Ao cair-se no extremo da valorização desmedida da estética exterior, as pessoas começam a sentir a necessidade de trabalhar a sua estética interior. Quando tentam orientar-se nessa direcção sentem-se perdidos porque não dispõem de coordenadas, referências. Por isso é comum cair-se nas mãos de oportunistas e charlatães. Outros indivíduos seguem num caminho adequado, mas confrontam-se com consequências e realidades que não estavam à espera. Dou o exemplo daqueles que adquirem elevados níveis de lucidez e passam a enxergar factos de que antes não eram conscientes. Na verdade, algumas das coisas que passamos a conseguir ver são muito difíceis de digerir. Outro exemplo é quando se começa a manipular energias conscientemente. A adaptação do corpo e mente a esses esforços elevados levam à exaustão e ao consequente desafio de se libertar de cargas energéticas. É fácil e cómodo desistir. Para além de termos dificuldade em desvendar soluções para os novos problemas que vamos encontrando, não é fácil ter alguém para nos dar uma orientação. Em muitas situações basta saber que determinadas coisas que estamos a viver são elementos normais do processo. Outras vezes precisamos receber ensinamentos de como proceder.

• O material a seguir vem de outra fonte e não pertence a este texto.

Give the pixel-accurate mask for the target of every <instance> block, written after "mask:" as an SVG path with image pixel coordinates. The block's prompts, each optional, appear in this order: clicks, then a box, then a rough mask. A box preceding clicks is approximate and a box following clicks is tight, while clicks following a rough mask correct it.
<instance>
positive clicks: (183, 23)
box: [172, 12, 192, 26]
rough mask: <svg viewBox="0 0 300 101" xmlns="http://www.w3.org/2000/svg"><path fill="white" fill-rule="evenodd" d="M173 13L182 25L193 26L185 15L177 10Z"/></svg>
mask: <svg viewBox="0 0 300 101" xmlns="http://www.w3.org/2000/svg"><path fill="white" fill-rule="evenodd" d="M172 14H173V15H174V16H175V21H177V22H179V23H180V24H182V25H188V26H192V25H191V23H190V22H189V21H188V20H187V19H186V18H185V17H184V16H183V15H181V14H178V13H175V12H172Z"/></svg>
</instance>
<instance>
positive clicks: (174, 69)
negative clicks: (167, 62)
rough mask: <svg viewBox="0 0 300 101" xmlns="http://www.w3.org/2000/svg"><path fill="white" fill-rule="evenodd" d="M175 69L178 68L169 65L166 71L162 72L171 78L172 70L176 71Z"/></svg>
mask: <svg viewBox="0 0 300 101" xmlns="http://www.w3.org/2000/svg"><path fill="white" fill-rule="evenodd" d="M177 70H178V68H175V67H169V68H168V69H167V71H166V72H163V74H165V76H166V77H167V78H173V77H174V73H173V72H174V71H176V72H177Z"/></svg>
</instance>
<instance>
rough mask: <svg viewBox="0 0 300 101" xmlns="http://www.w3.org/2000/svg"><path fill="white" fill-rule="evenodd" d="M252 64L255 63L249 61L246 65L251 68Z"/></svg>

Dilemas entre o material e o imaterial
Nós, os que alimentamos a nossa fome espiritual, lidamos com vários dilemas. A dimensão terrena obriga-nos a manter uma focalização bilateral, entre o material e o imaterial. Por exemplo, aqueles que precisam trabalhar para sobreviver e simultaneamente optam por constituir família lidam com desafios adicionais no equilíbrio entre uma e outra dimensão. Quando se dedica esforço aos deveres familiares e profissionais, o desenvolvimento espiritual pode entrar em abrandamento. Destinar mais dedicação a um ou a outro dependem de vários factores circunstanciais presentes no processo de crescimento de cada um.

Quem deseja nutrir e muscular o seu interior e vive no mundo urbano encontra um desafio acrescido nesta viagem. Ainda se acredita que a tecnologia é uma entidade mágica que resolve todos os problemas. Agrada-nos a ideia de podermos fazer tudo mais rápido. As vidas urbanas atingiram tal artificialidade e velocidade que não reparamos o quanto nos afastamos de nós e dos demais. As florestas de betão tomaram o lugar dos elementos da natureza. São lugares artificiais que se tornam ainda mais hostis com a poluição a vários níveis.

A nossa dimensão material é o que nos faz ter a ligação à terra. Por mais que desejemos ir subindo nos degraus da espiritualidade, não nos podemos alhear da nossa natureza corpórea. O corpo precisa de alimento e manutenção. As nossas vidas precisam ser geridas, mesmo que tenhamos de cumprir com aqueles afazeres diários mais comezinhos.